Rough Ride But Low Fuel Consumption

POINTING OUT THAT 75% OF MEDICAL DEVICES that are donated to hospitals in poor and underdeveloped countries are unsuitable or do not even function, the Institution of Mechanical Engineers (UK) organized a one-day conference in London this week. They brought together engineers, health workers, donors and charities to look at devices specifically designed for the developing world.

The Guardian reports:

Professor Chris Lavy, an orthopaedic surgeon who spent years working in Africa, gives a vivid example of inappropriate medical technology for the developing world.

One of the newest hospitals in sub-Saharan Africa, he points out, was built with infrared sensors to turn the taps on in the operating theatres. "Wonderful idea, but is it really appropriate in a country where there are no other infrared controlled taps and no engineer to fix them," he asks rhetorically. "Within a year most of them had failed, some in the off position and some in the on position."

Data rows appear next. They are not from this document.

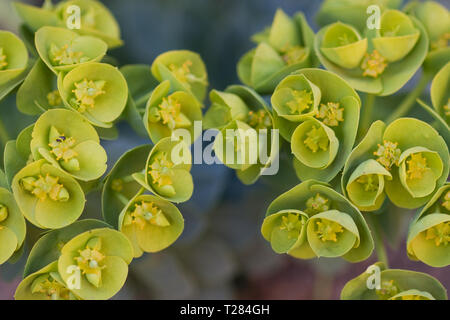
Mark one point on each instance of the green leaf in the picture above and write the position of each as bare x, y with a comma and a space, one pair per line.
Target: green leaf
48, 248
147, 236
62, 50
130, 162
112, 97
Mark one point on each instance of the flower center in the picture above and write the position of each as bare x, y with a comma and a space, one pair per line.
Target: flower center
446, 203
3, 62
62, 147
447, 108
47, 285
184, 75
293, 224
373, 64
416, 165
317, 204
293, 54
442, 42
146, 212
440, 234
316, 138
90, 261
259, 119
54, 98
388, 154
328, 230
86, 92
161, 170
302, 100
330, 114
43, 187
388, 289
169, 112
369, 181
65, 55
3, 212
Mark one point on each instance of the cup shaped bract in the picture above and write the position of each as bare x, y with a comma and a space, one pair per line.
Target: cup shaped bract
103, 256
13, 56
98, 91
68, 141
394, 284
167, 171
184, 69
12, 226
167, 111
150, 223
48, 197
62, 49
343, 45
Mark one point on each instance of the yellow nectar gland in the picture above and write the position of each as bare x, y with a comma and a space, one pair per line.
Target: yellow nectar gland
317, 204
442, 42
373, 64
316, 138
388, 154
293, 54
86, 92
3, 62
293, 224
303, 100
54, 98
259, 119
169, 112
43, 188
330, 114
440, 234
146, 212
416, 166
54, 290
184, 75
369, 181
447, 108
90, 261
328, 230
161, 170
3, 212
65, 55
446, 203
388, 290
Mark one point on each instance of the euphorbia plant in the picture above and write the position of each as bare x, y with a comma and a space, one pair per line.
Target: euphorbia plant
429, 233
395, 284
285, 46
408, 160
312, 220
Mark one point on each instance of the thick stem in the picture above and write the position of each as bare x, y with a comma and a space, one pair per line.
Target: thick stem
4, 136
367, 112
380, 247
409, 101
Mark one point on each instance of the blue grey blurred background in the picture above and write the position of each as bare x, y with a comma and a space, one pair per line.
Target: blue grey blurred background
221, 253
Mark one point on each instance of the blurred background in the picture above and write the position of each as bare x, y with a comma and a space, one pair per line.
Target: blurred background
221, 254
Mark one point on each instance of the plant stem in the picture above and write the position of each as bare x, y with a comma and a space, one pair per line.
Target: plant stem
409, 101
380, 248
4, 136
367, 111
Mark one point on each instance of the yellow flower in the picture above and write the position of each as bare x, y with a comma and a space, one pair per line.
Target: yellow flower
388, 154
330, 114
86, 92
440, 233
373, 64
327, 230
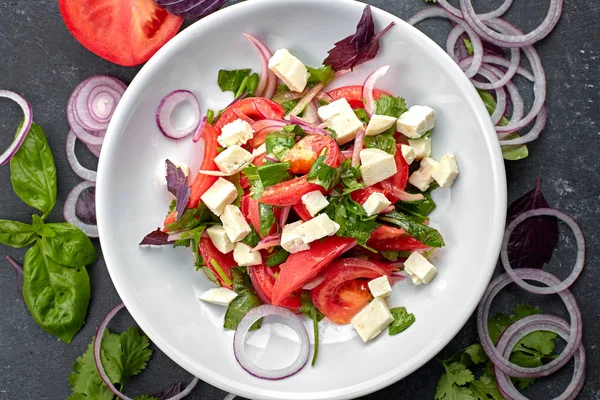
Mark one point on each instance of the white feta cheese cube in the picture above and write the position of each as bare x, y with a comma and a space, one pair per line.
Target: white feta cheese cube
291, 240
376, 203
422, 177
419, 268
232, 159
342, 119
234, 133
235, 224
379, 124
317, 228
408, 153
446, 172
243, 255
289, 69
219, 238
421, 147
219, 195
416, 121
219, 296
376, 166
372, 319
380, 287
314, 202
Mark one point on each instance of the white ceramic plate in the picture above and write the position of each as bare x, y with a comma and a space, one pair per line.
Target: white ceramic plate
160, 286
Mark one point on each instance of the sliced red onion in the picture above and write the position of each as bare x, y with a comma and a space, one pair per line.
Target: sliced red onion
70, 210
368, 87
268, 242
25, 126
521, 328
239, 341
512, 40
165, 109
79, 169
100, 367
496, 357
579, 240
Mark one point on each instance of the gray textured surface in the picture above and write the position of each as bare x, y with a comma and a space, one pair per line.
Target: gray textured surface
41, 60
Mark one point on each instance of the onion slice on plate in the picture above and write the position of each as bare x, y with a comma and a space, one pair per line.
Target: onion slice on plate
100, 367
23, 129
239, 341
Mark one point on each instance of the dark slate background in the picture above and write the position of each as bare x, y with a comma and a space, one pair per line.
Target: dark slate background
42, 61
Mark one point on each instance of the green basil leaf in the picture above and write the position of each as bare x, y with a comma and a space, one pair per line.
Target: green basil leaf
70, 246
33, 173
423, 233
16, 234
57, 297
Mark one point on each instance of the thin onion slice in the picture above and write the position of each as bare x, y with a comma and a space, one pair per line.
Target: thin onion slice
165, 109
496, 357
100, 367
79, 169
239, 341
579, 262
70, 214
23, 129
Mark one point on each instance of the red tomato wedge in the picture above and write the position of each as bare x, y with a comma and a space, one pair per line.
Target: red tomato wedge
344, 290
263, 280
303, 266
354, 95
125, 32
209, 252
203, 182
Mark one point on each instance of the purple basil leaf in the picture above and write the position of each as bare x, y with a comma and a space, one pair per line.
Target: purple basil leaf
358, 48
156, 238
169, 392
532, 243
177, 183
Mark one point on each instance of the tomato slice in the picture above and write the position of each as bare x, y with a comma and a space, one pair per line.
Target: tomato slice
209, 252
125, 32
263, 280
301, 267
354, 95
344, 290
203, 182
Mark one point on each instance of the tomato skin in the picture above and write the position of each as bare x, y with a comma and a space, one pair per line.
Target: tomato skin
203, 182
344, 290
301, 267
125, 32
208, 251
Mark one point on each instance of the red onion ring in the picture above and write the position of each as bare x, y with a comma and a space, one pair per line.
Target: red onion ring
24, 128
369, 85
165, 109
496, 357
79, 169
100, 367
292, 321
522, 328
70, 214
513, 40
579, 262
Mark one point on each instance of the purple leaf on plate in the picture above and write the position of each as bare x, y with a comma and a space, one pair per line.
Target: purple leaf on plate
358, 48
156, 238
534, 240
177, 183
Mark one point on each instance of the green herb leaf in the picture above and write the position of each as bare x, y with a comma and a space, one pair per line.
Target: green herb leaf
402, 320
33, 173
16, 234
246, 300
57, 296
70, 246
423, 233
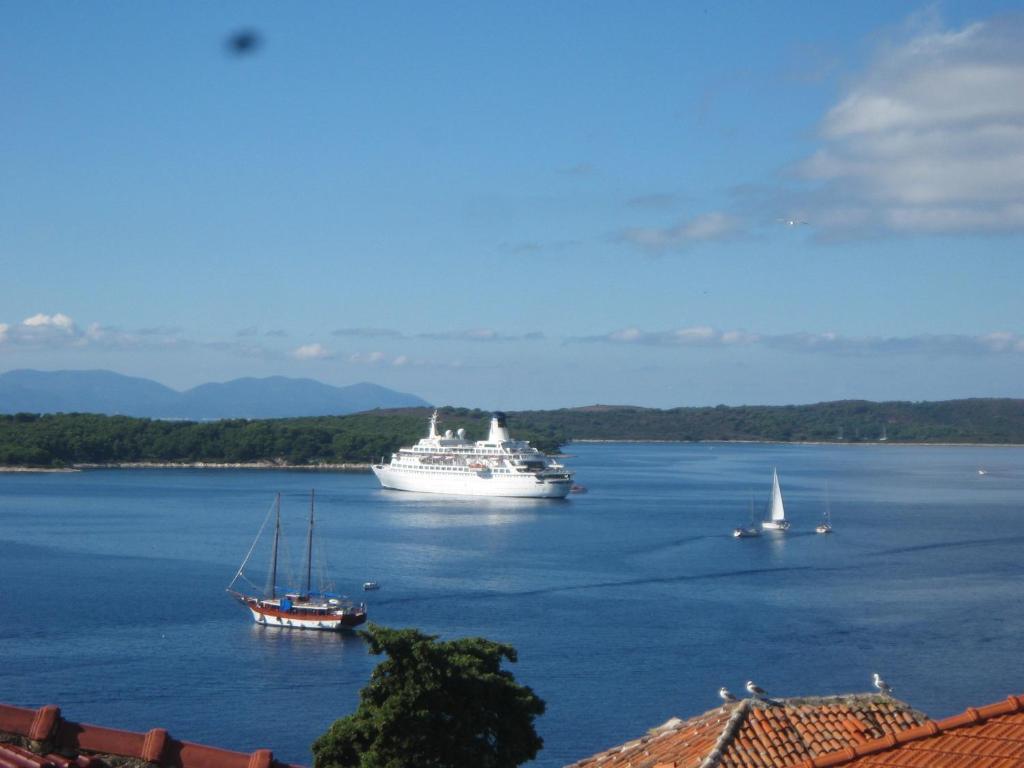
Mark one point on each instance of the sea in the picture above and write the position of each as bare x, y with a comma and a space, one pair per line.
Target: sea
628, 604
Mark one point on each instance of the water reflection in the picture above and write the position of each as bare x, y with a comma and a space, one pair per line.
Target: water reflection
274, 641
436, 511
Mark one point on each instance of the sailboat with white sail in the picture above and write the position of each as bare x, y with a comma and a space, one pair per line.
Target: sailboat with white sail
776, 509
825, 525
305, 608
751, 529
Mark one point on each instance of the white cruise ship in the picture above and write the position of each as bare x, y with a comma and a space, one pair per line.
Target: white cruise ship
497, 466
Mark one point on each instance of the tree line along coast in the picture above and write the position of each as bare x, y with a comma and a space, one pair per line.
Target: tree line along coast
56, 440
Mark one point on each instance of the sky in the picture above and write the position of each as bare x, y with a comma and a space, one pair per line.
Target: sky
519, 205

It is a familiar problem. A well-meaning donor gives a shiny new piece of equipment to a poor country only for it to gather dust. Parts that are expensive and difficult to replace, the need for a constant electricity supply, a lack of trained operators, unsuitability to rough terrain are all factors preventing the use of these devices in the developing world.

Some of the ideas that were considered at the conference were a heart-monitoring device that uses the microphone in a cellphone as a stethoscope and sends the telemetry directly over the phone connection to the doctor, who could be thousands of miles away, and a solar-powered hearing aid.

They also discussed the design of a seat that turns a donkey into an ambulance for areas where vehicles are unable to go. 

"For years, many hospitals around the world have been forced to rely on inappropriate hand-me-downs from richer countries, but what use is an ambulance to a village with no paved roads, or a dialysis machine to a clinic with no mains electricity," asks Patrick Finlay, medical division chairman of the conference.